7. Method 2: LASSO Regularization with Cross-Validation

# 2. LASSO REGULARIZATION with validation
tryCatch({
  set.seed(42)
  
  # Prepare data for LASSO
  x_men <- as.matrix(train_men[all_features_men])
  y_men <- train_men$Pct_of_Max_Points
  
  # Validate data for LASSO
  if (any(!is.finite(x_men))) {
    warning("Non-finite values in feature matrix for LASSO")
  }
  if (any(!is.finite(y_men))) {
    warning("Non-finite values in target variable for LASSO")
  }
  
  cv_lasso_men <- cv.glmnet(x_men, y_men, alpha = 1, nfolds = 5)
  best_lambda_men <- cv_lasso_men$lambda.min
  lasso_coef_men <- coef(cv_lasso_men, s = best_lambda_men)
  
  lasso_selected_men <- rownames(lasso_coef_men)[lasso_coef_men[,1] != 0]
  lasso_selected_men <- lasso_selected_men[lasso_selected_men != "(Intercept)"]  # Remove intercept
  
  cat("LASSO selected features:\n")
  if (length(lasso_selected_men) > 0) {
    cat(paste("  ", lasso_selected_men, collapse = "\n"), "\n")
    cat("Coefficients:\n")
    significant_coefs <- lasso_coef_men[lasso_coef_men[,1] != 0, , drop = FALSE]
    print(round(significant_coefs, 4))
  } else {
    cat("  No features selected by LASSO\n")
  }
  
  cat(sprintf("Best lambda: %.6f\n", best_lambda_men))
  
}, error = function(e) {
  cat("Error in LASSO regularization:", e$message, "\n")
  lasso_selected_men <- character(0)
})

Purpose: Uses L1 regularization to perform automatic feature selection by shrinking coefficients of less important features to zero.

Technical Implementation:

Cross-validation: Uses 5-fold CV to select optimal regularization parameter (lambda)
Lambda selection: Uses lambda.min for optimal predictive performance
Coefficient extraction: Identifies features with non-zero coefficients as selected
Data validation: Checks for finite values before model fitting

Advantages: LASSO automatically handles multicollinearity and provides sparse solutions while maintaining predictive performance.

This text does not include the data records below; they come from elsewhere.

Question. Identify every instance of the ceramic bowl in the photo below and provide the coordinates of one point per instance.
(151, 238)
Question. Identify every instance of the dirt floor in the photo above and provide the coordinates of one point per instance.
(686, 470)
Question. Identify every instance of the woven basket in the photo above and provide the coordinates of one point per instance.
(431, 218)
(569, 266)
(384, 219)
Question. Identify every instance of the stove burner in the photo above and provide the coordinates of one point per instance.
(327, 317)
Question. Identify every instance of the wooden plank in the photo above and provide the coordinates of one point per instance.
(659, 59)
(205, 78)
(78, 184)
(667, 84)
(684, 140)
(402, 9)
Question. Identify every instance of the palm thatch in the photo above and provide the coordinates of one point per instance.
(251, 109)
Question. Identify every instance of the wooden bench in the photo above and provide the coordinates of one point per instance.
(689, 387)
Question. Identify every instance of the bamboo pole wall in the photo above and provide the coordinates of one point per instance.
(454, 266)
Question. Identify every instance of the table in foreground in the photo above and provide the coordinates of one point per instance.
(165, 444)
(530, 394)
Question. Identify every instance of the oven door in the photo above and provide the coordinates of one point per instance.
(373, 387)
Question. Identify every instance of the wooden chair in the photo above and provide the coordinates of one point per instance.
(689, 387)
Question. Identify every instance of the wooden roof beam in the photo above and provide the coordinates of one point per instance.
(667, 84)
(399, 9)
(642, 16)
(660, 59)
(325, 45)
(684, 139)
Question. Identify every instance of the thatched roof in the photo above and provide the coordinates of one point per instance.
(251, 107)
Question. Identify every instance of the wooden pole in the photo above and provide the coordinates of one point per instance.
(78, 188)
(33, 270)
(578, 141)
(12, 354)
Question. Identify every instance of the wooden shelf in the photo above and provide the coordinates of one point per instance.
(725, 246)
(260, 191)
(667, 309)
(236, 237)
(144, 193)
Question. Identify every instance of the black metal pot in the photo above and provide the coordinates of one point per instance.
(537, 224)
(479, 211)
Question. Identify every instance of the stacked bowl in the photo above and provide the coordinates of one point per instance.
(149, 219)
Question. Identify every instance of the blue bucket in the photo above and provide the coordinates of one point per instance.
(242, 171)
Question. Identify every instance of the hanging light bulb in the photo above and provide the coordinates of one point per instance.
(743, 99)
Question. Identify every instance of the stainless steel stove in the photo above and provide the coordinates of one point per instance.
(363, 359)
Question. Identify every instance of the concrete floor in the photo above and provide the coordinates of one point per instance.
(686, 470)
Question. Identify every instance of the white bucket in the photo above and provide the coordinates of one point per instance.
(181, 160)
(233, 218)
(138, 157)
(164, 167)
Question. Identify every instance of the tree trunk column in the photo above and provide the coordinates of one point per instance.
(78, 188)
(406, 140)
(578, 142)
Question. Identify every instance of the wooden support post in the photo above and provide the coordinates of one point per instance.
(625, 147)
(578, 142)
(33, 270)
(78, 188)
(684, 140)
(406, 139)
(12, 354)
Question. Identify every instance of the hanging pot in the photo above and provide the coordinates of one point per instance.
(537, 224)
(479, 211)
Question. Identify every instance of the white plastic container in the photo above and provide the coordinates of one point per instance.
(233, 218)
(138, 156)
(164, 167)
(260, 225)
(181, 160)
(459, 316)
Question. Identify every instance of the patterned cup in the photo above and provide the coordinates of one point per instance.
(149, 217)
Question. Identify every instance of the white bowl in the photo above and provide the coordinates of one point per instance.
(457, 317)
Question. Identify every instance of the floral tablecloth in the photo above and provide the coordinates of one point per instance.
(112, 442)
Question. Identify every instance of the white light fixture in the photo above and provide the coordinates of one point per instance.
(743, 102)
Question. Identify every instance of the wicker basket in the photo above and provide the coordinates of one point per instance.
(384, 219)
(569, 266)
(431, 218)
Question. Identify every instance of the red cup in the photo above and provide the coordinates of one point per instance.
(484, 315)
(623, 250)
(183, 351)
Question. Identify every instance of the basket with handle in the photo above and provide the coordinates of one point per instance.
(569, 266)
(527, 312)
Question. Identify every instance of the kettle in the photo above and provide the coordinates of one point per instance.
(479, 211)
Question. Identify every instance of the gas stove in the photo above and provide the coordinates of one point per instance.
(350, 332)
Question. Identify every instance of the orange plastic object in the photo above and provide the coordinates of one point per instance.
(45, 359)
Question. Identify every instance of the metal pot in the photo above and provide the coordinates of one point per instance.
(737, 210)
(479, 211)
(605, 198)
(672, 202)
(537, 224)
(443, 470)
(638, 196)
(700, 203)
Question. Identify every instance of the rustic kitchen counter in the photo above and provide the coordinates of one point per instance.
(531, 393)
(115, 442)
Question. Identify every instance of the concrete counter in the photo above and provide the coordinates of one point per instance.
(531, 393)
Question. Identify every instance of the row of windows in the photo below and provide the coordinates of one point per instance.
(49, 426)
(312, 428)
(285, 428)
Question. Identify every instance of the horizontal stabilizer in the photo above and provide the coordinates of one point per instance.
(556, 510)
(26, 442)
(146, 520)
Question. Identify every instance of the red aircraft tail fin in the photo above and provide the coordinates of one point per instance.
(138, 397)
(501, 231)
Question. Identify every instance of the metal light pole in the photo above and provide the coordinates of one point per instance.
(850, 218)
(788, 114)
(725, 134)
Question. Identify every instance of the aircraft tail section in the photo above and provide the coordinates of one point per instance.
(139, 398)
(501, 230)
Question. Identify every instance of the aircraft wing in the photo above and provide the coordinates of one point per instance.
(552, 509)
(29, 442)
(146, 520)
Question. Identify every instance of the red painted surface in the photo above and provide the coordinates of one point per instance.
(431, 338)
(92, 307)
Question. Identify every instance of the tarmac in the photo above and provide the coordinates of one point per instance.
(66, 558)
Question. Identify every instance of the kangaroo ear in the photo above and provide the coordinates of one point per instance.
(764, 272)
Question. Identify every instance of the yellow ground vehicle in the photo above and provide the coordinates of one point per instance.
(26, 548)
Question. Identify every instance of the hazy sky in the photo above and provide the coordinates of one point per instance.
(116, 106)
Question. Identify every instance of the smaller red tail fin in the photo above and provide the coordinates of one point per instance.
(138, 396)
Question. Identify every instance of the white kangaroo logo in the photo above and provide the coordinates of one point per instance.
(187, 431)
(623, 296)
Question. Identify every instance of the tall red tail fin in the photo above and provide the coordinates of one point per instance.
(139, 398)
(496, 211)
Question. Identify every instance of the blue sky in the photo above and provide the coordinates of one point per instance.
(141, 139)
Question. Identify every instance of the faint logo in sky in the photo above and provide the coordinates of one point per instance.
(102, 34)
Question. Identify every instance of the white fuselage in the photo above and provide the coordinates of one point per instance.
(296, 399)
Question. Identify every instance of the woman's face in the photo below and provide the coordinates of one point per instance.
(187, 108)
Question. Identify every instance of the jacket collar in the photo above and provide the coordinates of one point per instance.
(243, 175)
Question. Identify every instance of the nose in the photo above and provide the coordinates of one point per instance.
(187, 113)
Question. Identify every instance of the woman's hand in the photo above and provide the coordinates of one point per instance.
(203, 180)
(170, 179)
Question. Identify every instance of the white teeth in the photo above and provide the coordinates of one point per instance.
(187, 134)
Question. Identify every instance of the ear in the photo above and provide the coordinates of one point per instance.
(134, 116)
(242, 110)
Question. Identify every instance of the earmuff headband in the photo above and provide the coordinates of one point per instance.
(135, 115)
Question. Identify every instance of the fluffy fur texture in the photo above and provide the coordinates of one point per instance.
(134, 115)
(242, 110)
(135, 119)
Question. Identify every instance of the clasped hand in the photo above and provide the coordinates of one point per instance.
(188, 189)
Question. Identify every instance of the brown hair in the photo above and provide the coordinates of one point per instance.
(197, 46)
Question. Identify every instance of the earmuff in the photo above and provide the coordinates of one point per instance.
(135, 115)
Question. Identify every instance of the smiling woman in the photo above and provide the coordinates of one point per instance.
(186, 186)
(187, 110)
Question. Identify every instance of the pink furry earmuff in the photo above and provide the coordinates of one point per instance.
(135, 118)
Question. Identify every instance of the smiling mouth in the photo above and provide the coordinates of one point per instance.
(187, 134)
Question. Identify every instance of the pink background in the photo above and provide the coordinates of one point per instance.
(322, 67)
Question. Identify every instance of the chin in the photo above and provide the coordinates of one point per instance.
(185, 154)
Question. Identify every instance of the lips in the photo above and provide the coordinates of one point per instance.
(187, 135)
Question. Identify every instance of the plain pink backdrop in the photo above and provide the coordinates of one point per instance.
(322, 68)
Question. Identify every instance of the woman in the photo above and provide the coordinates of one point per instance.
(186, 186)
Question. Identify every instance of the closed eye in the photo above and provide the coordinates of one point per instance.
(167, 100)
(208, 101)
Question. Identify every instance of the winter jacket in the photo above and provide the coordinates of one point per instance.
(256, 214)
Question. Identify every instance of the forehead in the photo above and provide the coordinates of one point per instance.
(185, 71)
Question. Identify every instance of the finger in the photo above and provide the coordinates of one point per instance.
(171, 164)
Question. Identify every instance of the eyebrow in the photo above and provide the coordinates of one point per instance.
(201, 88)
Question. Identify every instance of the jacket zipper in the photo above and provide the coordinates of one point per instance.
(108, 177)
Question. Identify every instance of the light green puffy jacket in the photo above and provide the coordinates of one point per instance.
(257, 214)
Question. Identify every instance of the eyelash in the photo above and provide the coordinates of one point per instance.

8. Method 3: Boruta Algorithm with Robust Error Handling

# 3. BORUTA ALGORITHM with validation
tryCatch({
  set.seed(42)
  
  # Prepare data for Boruta
  boruta_data_men <- train_men[c(all_features_men, "Pct_of_Max_Points")]
  
  # Check for complete cases
  complete_cases <- complete.cases(boruta_data_men)
  n_complete <- sum(complete_cases)
  
  if (n_complete < nrow(boruta_data_men)) {
    cat(sprintf("Warning: Using %d complete cases out of %d total\n", n_complete, nrow(boruta_data_men)))
    boruta_data_men <- boruta_data_men[complete_cases, ]
  }
  
  if (nrow(boruta_data_men) < 10) {
    cat("Insufficient complete cases for Boruta analysis\n")
  } else {
    boruta_men <- Boruta(Pct_of_Max_Points ~ ., data = boruta_data_men, 
                         doTrace = 0, maxRuns = 100)
    
    boruta_confirmed_men <- names(boruta_men$finalDecision[boruta_men$finalDecision == "Confirmed"])
    boruta_tentative_men <- names(boruta_men$finalDecision[boruta_men$finalDecision == "Tentative"])
    
    cat("Boruta confirmed features:\n")
    if (length(boruta_confirmed_men) > 0) {
      cat(paste("  ", boruta_confirmed_men, collapse = "\n"), "\n")
    } else {
      cat("  None\n")
    }
    
    cat("Boruta tentative features:\n")
    if (length(boruta_tentative_men) > 0) {
      cat(paste("  ", boruta_tentative_men, collapse = "\n"), "\n")
    } else {
      cat("  None\n")
    }
  }
  
}, error = function(e) {
  cat("Error in Boruta algorithm:", e$message, "\n")
  boruta_confirmed_men <- character(0)
  boruta_tentative_men <- character(0)
})

Purpose: Uses random forest-based feature importance with statistical significance testing to identify features that consistently outperform random variables.

Methodology:

Shadow features: Creates randomized copies of features as importance baseline
Statistical testing: Compares feature importance against shadow features using Wilcoxon tests
Iterative process: Runs up to 100 iterations to reach statistical decisions
Complete cases: Handles missing data by using only complete observations

Robust Implementation:

Sample size validation: Requires at least 10 complete cases for reliable results
Decision categories: Separates “Confirmed” (definitely important) from “Tentative” (unclear) features
Error recovery: Gracefully handles computational failures

9. Method 4: Exhaustive AIC-Based Search with Computational Limits

# 4. EXHAUSTIVE SEARCH WITH AIC with validation
tryCatch({
  
  max_features <- min(5, length(all_features_men))
  min_features <- max(2, min(length(all_features_men), 2))
  
  if (max_features < min_features) {
    cat("Insufficient features for exhaustive search\n")
  } else {
    cat(sprintf("Testing %d to %d feature combinations...\n", min_features, max_features))
    
    total_combinations <- 0
    successful_models <- 0
    
    for(k in min_features:max_features) {
      if (k > length(all_features_men)) break
      
      feature_combinations <- combn(all_features_men, k, simplify = FALSE)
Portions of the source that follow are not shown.